As of the census of 2000, there were 2,318 people, 917 households, and 674 families residing in the CDP. The population density was 3,807.8 PD/sqmi. There were 943 housing units at an average density of 1,549.1 /sqmi. The racial makeup of the CDP was 97.33% White, 0.86% African American, 0.04% Native American, 0.69% Asian, 0.17% from other races, and 0.91% from two or more races. Hispanic or Latino of any race were 0.91% of the population.

There were 917 households, out of which 33.7% had children under the age of 18 living with them, 59.7% were married couples living together, 10.7% had a female householder with no husband present, and 26.4% were non-families. 22.1% of all households were made up of individuals, and 7.0% had someone living alone who was 65 years of age or older. The average household size was 2.53 and the average family size was 2.98.

In the CDP the population was spread out, with 25.1% under the age of 18, 8.5% from 18 to 24, 31.2% from 25 to 44, 24.8% from 45 to 64, and 10.4% who were 65 years of age or older. The median age was 35 years. For every 100 females there were 95.6 males.

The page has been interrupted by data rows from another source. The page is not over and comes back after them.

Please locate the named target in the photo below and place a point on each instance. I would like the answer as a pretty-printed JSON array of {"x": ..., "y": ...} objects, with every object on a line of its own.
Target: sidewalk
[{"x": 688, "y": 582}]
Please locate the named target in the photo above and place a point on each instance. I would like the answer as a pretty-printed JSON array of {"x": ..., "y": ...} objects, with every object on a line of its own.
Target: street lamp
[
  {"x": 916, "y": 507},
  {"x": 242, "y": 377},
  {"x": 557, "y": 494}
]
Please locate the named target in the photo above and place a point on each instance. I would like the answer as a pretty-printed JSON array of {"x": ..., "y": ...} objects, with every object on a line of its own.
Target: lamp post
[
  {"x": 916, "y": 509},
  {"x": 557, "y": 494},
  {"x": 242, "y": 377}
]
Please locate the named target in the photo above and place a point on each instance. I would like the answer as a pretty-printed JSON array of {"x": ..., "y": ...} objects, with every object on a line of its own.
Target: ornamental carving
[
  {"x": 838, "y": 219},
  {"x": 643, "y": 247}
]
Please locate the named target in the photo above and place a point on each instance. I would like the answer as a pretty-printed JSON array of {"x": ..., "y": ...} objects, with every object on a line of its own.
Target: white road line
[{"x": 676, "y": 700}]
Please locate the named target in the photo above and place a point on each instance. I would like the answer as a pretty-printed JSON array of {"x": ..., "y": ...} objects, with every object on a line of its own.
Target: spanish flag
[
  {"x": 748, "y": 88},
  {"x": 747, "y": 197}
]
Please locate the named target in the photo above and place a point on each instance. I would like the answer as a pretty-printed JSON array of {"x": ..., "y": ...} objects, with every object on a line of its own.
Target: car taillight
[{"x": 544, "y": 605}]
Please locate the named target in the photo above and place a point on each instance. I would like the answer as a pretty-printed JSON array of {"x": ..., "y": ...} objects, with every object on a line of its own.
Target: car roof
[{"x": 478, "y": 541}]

For every 100 females age 18 and over, there were 94.6 males.

The median income for a household in the CDP was $41,071, and the median income for a family was $48,500. Males had a median income of $37,383 versus $27,188 for females. The per capita income for the CDP was $18,699. About 2.6% of families and 4.5% of the population were below the poverty line, including 6.1% of those under age 18 and 2.1% of those age 65 or over.

Historical population
| Census | Pop. | Note | %± |
| 2020 | 2,373 |  | — |
U.S. Decennial Census

==Education==
The school district is Greenon Local School District.